Broadly speaking, the proposal is not quite as DP-friendly as it might be. Concludes the EDPS’s report:
“60. The EDPS is aware of the importance of enhancing the effectiveness of measures against cross-border fraud and of achieving better collection of VAT in cross-border
situations. The EDPS furthermore acknowledges that in order to achieve these purposes it is inevitable that personal data are processed. The EDPS underlines
however that the processing of such data must be in conformity with the Community rules on data protection.
61. … the EDPS has concluded that, although several positive elements can be found [damning the proposals with faint praise?], not all the requirements stemming from the Community rules on data protection are met.
62. In the current Opinion the EDPS has advised the legislator the following:
— As regards the issue of the applicable Community legislation on data protection, to clarify the respective responsibilities of the Member States, the Commission and Eurofisc for compliance with these rules [Good point.
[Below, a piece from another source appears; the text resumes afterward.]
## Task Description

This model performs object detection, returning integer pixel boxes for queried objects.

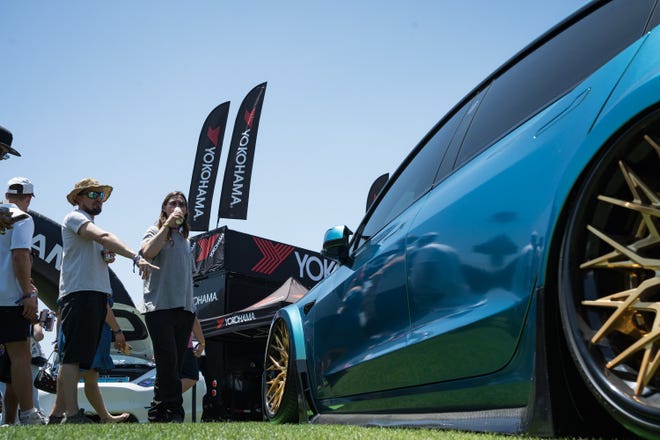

If it’s not clear who’s responsible, it’s not clear who you sue when things go wrong].
— As regards the data exchange between competent authorities upon request or spontaneously, to specify the kind of personal information that can be exchanged, to circumscribe the purposes for which personal data can be exchanged and assess the
necessity of the transfer, or at least assure that the necessity principle is respected [this looks like a truly serious omission, especially bearing in mind that, wherever VAT is concerned, the data exchanged may have a bearing not just on a party who is being investigated for fraud but other parties too].
— With regard to the data exchange through the direct accessibility of the electronic databases, to state explicitly that, in as far as personal data are concerned, no other data, then (sic) the data already defined, shall be put in the database, or to at least ensure that automated access is restricted to the categories of data mentioned. And furthermore to circumscribe the purposes for which the databases can be directly accessed, to assure that the necessity principle is respected, and to determine a maximum storage period for keeping personal data in the database, with possible exceptions in exceptional circumstances [given the fact that VAT is reported and paid in arrears and that circumstances giving rise to a suspicion of cross-border fraud may not be apparent for a long time, a very lengthy maximum storage period is predicted]. …“.
The conclusions then identify other more specific issues that need attention, as well as issues of principle involving transparency and comitology.
This exercise shows how useful it is for the office of the EDPS to get its hands on proposed Regulations at an early stage, so that their implementation has a better chance of being their final resting place and is less likely to be a temporary stop-off on the way to the Court of Justice.